While training as a concert pianist, Dan Thorpe was once told to roll his sleeves down when playing because the piano was, “a very formal instrument”. He replied, “I play in my boxers. Is that a problem?”

In his new performance work, XXX Neon Sign, Thorpe casts off more than his underwear to make a stand against preconceived notions around what classical music is, how it’s composed and whose stories it tells.

It’s the perfect work to kick off Rumpus – Adelaide’s new independent theatre collective and venue. Its manifesto is to bring innovative, cross-discipline indie theatre works to local audiences. It’s bold, punk and defiantly ambitious.

When Broadsheet meets Thorpe at Rumpus’s semi-gentrified Bowden warehouse, he’s keen to take a break from bumping-in his one-man show and just talk about it for a while. We sit on colourful plastic chairs salvaged from a primary school and, to be honest, it’s an awkward context for a conversation about pornography, addiction and True Blue Aussie Sexism™. But feeling on edge is precisely what Thorpe is shooting for.

“The beauty of dragging a grand piano into this space and talking about porn is that it’s obscene and it’s sacrilegious in a way that I think is deeply necessary,” he says.

The experimental composer and performer has toured extensively across Australia, the US and South America. He’s released albums of original music and produced commissions for the Western Australian and Melbourne Symphony Orchestras.

In 2013 he was working at Hindley Street art den Format when he unearthed a copy of James Andre's poem, XXX Neon Sign. The autobiographical work recounts Andre’s experience working at an adult shop in Brisbane’s Fortitude Valley, and the people he encountered there. It’s about someone embedded in a community where he feels incredibly vulnerable.

“It’s a really interesting study of Australian men, in a way that you wouldn’t expect,” Thorpe says. “Much of the text is the shit men say to other men, only when they think the other person is on their side.” It comes from an assumption that, “You’re a man so you must feel this way about women too”. He found the work transfixing and instantly relatable. “As a masculine-presenting queer man – a stealth faggot if you will – the violence and misogyny of it could easily be directed at me … if they found out [I wasn’t straight],” he says.

It would be another six years before he processed it fully. “I knew I had to make something from it and, basically, I felt ready early last year,” he says. “This show has been about taking the teeth out of that [and] having a laugh at these gross men’s expense. But something I admire about the text is … there’s a sense of compassion and pathos.

“What really stuck me when performing it is, this is a bogan story. It’s raw, it’s working class, it’s post-addiction and it’s set in scummy Brisbane. Those stories aren’t privileged in classical music. Ever.”

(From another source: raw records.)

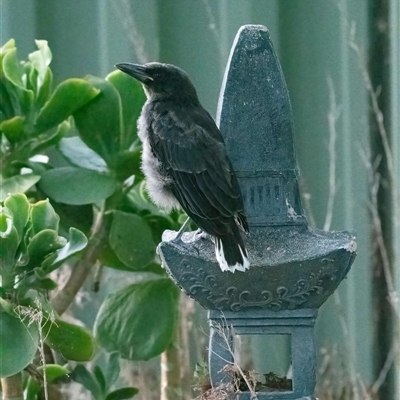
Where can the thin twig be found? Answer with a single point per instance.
(333, 116)
(62, 300)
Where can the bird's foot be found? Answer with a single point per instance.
(181, 231)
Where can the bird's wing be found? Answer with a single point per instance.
(191, 152)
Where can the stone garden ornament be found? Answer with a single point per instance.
(293, 268)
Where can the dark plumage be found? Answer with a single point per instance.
(185, 162)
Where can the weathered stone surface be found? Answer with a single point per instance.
(293, 268)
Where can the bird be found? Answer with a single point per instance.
(185, 162)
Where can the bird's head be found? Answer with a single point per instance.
(162, 80)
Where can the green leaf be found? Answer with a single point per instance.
(98, 373)
(141, 203)
(131, 239)
(18, 344)
(18, 205)
(13, 128)
(17, 184)
(21, 98)
(8, 249)
(73, 342)
(77, 241)
(7, 46)
(42, 244)
(81, 375)
(123, 393)
(43, 216)
(150, 307)
(99, 122)
(77, 186)
(67, 98)
(132, 99)
(128, 164)
(42, 142)
(80, 155)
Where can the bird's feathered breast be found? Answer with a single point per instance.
(191, 152)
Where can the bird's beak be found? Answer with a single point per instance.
(137, 71)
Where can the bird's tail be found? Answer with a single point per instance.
(230, 252)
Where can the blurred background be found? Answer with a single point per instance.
(341, 62)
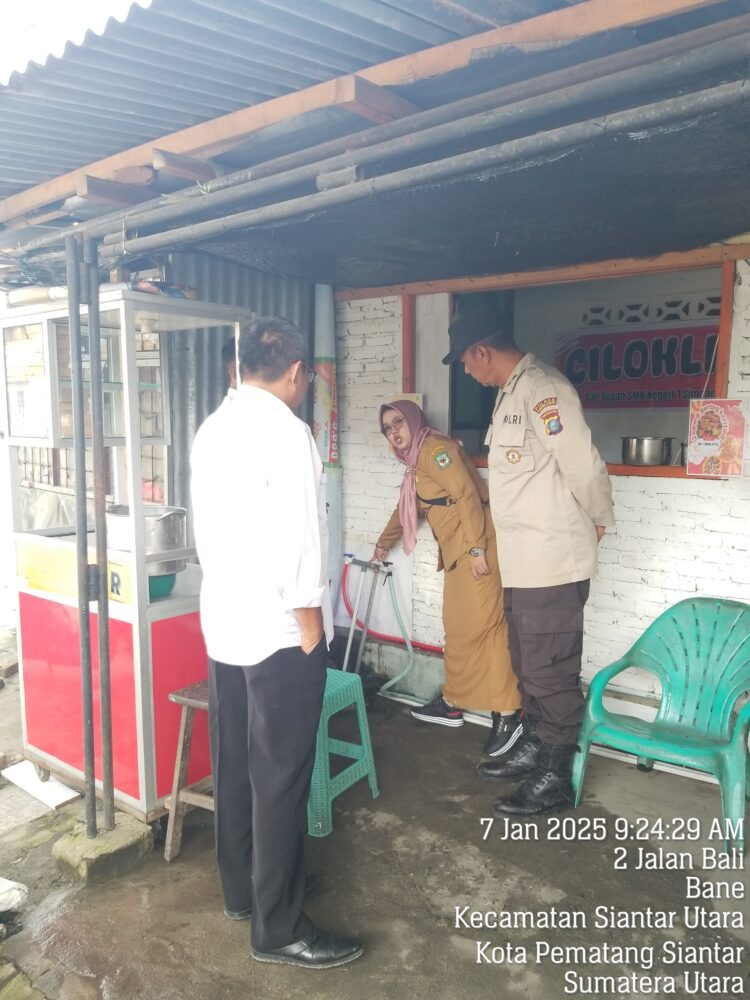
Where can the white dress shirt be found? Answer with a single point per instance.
(259, 516)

Thorpe’s interpretation of the poem is presented as a work of “composed theatre”. It’s performed by him, at or near a grand piano, with lighting and projection framing the various scenes. He doesn’t sing – this isn’t cabaret or opera – rather, he delivers the text while playing rehearsed passages or structured improvisation. “It’s not quite music, not quite theatre, not quite comedy, not quite [an] earnest piece of queer performance art … but something that exists in all of those spaces,” Thorpe says. “There’s a stage, there’s a piano, there’s film, there’s haze, there’s an open flame, I get naked.”

Thorpe enlisted theatre-maker Paolo Castro to bring his concept to the stage, and says having an experienced pair of eyes look over the work helped refine his vision. Early in the development, Castro declared, “We need to go in the opposite direction to the text. I know it is set in a porno shop, but it needs to be in a forest,” Thorpe says. He quickly dismissed the idea, but gradually it began making sense. The protagonist is in the wilderness. “He’s living out of his car, he’s homeless, he’s working at the porno shop after going on a month-long meth binge,” Thorpe says. “He’s trying to regain a sense of his body.”

XXX Neon Sign is a musical work accompanied by vocal performance, or the other way around. He loads up the score on his laptop for further explanation. It’s written as a hectic array of octave jumps and shifts in time signature, with Andre’s “lyrics” prescribing tempo and rhythm. It includes directions such as “Cooked As” for the performer to follow.

Composed theatre is unique in that it’s made for musicians who don’t usually act. Thorpe has devised and is performing the work himself, so his personal narrative is intimately entwined with the author’s. Unlike an actor playing a role, he isn’t trying to be someone he’s not. He calls the piece, “a weird hybrid, crossing point of our two stories”. “I can’t escape me when I make this sort of work.”

XXX Neon Sign opens tonight and plays until September 21. Tickets are available online.